I pointed out once before in my post on red meat and mortality that the accuracy of the FFQ to predict the intake of animal foods is pretty abysmal.
In the chart, each food has two bars. The one on the left represents the accuracy of the FFQ at the beginning of the year and the one on the right represents the accuracy of the FFQ from the end of the year.
The FFQ's ability to accurately predict egg intake is the best of all the animal foods, coming in at almost 50%. The other animal foods don't look so hot. I included tea and beer, ranking in at 75-80%, just to prove the point that an FFQ isn't inherently pathetic. But look at the accuracy for hamburgers — only 1.4%! Even after meticulously weighing out and recording their foods for 28 days, the participants still only reported their hamburger intake on the FFQ with 6.8% accuracy.
Perhaps the people just didn't remember how much hamburger they ate, or perhaps the 28 days they spent recording their diet were not representative of the other 337 days of the year. But the authors of the validation study noted a trend that suggests something else is going on:
Focusing on the second questionnaire, we found that butter, whole milk, eggs, processed meat, and cold breakfast cereal were underestimated by 10 to 30% on the questionnaire.
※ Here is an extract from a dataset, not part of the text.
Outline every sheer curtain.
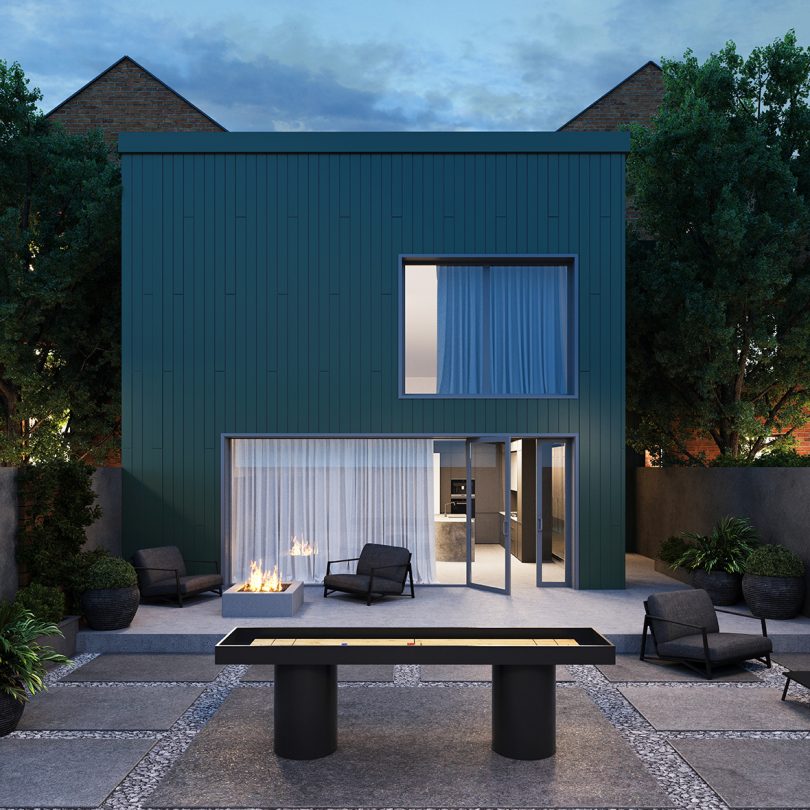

In contrast, a number of fruits and vegetables, yoghurt and fish were overestimated by at least 50%. These findings for specific foods suggest that participants over-reported consumption of foods often considered desirable or healthy, such as fruit and vegetables, and underestimated foods considered less desirable. . . . This general tendency to over-report socially desirable foods, whether conscious or unconscious, will probably be difficult to eliminate by an alteration of questionnaire design.
In other words, a study showing a statistical relationship between hamburger consumption and some health-related variable is telling us less about hamburger consumption and more about health professionals' overwhelming propensity to lie about how much hamburger they eat.
Back to the Scientific Method
The end result is that this study constitutes an observation, and cannot be used to support a hypothesis of any kind. Hypotheses are ideas developed to try to explain observations. You cannot test a hypothesis by making more observations. It is not impossible to test a hypothesis about diet over the long-term, and indeed trials have done this in the past, usually quietly swept under the rug because the establishment didn't like their results. Compliance with low-carb diets will never be perfect, but it will probably be better than the 1.4% accuracy with which food frequency questionnaires predict hamburger intake. Logical fallacies cannot substitute for the scientific method just because the scientific method seems difficult or even infeasible.
Nevertheless, logical fallacies will not be disappearing from the scene any time soon. So there's lots of work in the blogger world ahead.